Sampul buku "Why Johnny Can't Sing Hymns Book"

Why Johnny Can’t Sing Hymns

Judul Asli: Why Johnny Can’t Sing Hymns
Pengarang: T. David Gordon
Jumlah Halaman: 188 Halaman
Penerbit: P&R Publishing

Kehidupan kekristenan dan bergereja tidak dapat terlepas dari musik. Musik bahkan menjadi hal yang sangat penting dalam kehidupan beribadah, maka tidak heran jika pemilihan lagu di hari Minggu menjadi hal yang sering didiskusikan, bahkan diperdebatkan. Ada gereja yang hanya menggunakan lagu-lagu himne dan tidak setuju dengan adanya lagu kontemporer, lalu kita bingung dan bertanya, “Kenapa harus seperti itu?” Jika kita mempunyai pertanyaan yang demikian, buku Why Johnny Can’t Sing Hymns adalah buku yang sangat tepat untuk kita baca. Buku ini tidak terlalu tebal (188 halaman), bahasanya mudah dibaca, dan isinya ringkas serta mudah dipahami. Walaupun buku ini tidak berat untuk dibaca, bukan berarti isinya dangkal. Sebaliknya, buku ini akan sangat menyentil, khususnya bagi kita yang penasaran dan ingin mengetahui pentingnya menyanyikan lagu-lagu himne dan efek negatif dari menyanyikan lagu-lagu kontemporer, khususnya dalam corporate/congregational worship.

Beberapa hal yang menarik dari buku ini adalah bagaimana Gordon menganalisis penggunaan lagu dalam ibadah dari berbagai aspek: budaya zaman, teknis musik itu sendiri, filsafat yang mendasari, dan theologi. Banyak orang gagal melihat pentingnya lagu-lagu himne dan buruknya lagu-lagu kontemporer karena mereka tidak bisa melihat keempat aspek tersebut.

Ada yang berpikir bahwa lagu-lagu kontemporer juga banyak yang liriknya baik. “Isinya kan juga memuji dan menyembah Tuhan,” jadi perbedaannya hanya di masalah selera kita saja. It is not a big deal. Namun, benarkah demikian? Gordon memandang bahwa fokus dari ibadah/penyembahan adalah Tuhan dan bukan diri atau selera kita, sehingga bagaimana ibadah itu dijalankan, termasuk lagu/musik yang dipakai, adalah hal yang sungguh penting. Music selection in worship is a big deal!
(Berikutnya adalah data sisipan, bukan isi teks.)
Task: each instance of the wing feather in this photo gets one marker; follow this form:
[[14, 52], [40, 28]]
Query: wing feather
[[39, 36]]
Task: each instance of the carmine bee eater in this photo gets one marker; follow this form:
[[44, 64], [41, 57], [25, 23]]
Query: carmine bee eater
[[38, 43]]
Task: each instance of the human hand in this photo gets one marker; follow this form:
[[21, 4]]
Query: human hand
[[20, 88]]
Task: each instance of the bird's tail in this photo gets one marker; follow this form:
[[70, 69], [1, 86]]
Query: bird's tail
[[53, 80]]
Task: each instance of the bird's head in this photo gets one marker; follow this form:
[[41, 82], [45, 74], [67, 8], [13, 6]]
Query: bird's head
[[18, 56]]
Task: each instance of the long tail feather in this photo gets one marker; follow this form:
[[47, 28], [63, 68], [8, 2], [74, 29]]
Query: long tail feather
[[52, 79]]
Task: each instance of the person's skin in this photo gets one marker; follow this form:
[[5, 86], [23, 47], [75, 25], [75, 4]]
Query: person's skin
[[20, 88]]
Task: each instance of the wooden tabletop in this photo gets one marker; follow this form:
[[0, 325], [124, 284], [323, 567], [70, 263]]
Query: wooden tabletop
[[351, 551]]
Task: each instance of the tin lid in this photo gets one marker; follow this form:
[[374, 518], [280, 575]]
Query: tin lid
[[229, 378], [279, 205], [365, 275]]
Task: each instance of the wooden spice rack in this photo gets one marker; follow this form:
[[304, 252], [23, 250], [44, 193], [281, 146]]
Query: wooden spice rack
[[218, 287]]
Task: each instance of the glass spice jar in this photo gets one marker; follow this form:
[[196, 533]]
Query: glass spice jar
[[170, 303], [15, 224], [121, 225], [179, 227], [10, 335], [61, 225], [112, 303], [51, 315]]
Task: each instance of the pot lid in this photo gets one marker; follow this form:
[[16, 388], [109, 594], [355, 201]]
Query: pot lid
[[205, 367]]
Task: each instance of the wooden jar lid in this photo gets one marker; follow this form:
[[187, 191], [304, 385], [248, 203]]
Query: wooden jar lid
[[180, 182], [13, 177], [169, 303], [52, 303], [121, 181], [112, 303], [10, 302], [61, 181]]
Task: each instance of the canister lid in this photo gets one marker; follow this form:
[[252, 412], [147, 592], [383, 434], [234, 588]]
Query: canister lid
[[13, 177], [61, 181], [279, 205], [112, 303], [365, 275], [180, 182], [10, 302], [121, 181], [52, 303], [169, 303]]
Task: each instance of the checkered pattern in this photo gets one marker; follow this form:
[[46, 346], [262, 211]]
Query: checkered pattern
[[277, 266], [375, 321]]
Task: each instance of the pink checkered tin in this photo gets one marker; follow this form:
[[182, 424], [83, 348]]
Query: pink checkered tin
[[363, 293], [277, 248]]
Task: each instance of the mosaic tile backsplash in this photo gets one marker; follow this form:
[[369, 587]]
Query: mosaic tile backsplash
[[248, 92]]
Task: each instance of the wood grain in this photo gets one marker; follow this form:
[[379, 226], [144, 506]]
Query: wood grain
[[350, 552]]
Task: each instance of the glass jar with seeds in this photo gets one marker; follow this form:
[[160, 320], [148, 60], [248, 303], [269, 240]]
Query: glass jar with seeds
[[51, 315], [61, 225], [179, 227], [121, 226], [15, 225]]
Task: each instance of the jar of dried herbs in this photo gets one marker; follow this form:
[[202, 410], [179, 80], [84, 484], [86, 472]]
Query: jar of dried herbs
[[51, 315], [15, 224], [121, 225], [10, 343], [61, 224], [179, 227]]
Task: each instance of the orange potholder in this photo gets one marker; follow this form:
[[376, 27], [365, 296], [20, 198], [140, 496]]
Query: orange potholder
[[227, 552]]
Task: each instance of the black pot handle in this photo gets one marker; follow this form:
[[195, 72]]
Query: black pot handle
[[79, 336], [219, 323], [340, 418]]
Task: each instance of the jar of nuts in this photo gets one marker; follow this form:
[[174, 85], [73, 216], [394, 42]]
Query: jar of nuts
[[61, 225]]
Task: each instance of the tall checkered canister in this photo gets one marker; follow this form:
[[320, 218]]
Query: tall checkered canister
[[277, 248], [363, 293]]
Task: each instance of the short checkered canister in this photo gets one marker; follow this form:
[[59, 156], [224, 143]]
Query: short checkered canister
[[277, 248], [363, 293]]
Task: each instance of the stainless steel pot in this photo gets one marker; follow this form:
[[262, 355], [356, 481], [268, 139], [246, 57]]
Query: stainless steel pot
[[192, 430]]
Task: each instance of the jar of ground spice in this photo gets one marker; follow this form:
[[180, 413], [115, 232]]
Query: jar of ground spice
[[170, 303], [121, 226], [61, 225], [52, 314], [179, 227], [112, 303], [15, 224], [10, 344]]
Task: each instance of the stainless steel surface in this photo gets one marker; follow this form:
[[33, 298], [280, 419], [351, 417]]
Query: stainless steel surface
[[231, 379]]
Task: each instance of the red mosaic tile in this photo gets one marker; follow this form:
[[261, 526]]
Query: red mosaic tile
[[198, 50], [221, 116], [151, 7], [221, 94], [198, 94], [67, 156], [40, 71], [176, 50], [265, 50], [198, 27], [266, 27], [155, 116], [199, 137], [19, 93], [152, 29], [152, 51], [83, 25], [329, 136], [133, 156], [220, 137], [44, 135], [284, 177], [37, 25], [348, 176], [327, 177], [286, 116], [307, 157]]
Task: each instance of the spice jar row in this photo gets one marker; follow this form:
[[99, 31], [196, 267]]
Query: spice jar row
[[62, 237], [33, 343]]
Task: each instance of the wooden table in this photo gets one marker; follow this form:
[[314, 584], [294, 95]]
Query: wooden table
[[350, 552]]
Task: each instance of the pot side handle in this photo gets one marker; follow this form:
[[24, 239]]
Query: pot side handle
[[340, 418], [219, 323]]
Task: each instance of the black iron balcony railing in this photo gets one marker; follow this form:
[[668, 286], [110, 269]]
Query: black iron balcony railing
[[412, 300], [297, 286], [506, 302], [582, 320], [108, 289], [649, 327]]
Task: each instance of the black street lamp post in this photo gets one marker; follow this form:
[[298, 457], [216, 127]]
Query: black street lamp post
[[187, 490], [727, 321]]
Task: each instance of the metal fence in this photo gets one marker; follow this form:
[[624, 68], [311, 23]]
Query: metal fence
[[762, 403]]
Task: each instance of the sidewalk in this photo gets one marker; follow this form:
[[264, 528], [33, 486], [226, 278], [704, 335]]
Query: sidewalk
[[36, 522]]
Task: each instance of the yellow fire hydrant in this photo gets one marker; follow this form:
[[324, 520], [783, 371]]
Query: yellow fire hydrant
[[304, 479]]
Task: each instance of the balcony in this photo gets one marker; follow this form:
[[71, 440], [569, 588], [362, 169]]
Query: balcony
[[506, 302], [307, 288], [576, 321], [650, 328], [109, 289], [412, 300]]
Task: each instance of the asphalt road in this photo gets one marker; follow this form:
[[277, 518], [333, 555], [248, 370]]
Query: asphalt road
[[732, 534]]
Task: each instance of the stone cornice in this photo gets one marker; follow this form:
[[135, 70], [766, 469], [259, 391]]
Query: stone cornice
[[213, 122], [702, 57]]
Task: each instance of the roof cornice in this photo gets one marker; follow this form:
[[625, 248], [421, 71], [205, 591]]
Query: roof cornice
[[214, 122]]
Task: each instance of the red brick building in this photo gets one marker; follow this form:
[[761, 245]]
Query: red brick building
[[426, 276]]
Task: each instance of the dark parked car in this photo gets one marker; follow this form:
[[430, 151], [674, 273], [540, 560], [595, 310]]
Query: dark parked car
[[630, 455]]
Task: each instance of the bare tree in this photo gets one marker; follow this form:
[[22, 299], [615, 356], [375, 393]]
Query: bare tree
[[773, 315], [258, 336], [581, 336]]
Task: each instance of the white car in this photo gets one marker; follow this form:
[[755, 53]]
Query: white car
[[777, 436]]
Ada juga yang mengutip 1 Korintus 6:12 bahwa segala sesuatu adalah halal (terjemahan ESV: lawful), sehingga pengunaan musik jenis apa pun di gereja diperbolehkan. Namun, Gordon berkata bahwa yang menjadi isu bukan tentang boleh atau tidak boleh, melainkan tentang sesuai atau tidak sesuai jika musik tersebut dipakai dalam konteks ibadah kepada Tuhan. Oleh sebab itu, ada beberapa hal penting yang Gordon berikan tentang musik yang harus dipertimbangkan secara serius dan mengapa lagu himne tradisional lebih baik untuk dinyanyikan daripada lagu Kristen kontemporer.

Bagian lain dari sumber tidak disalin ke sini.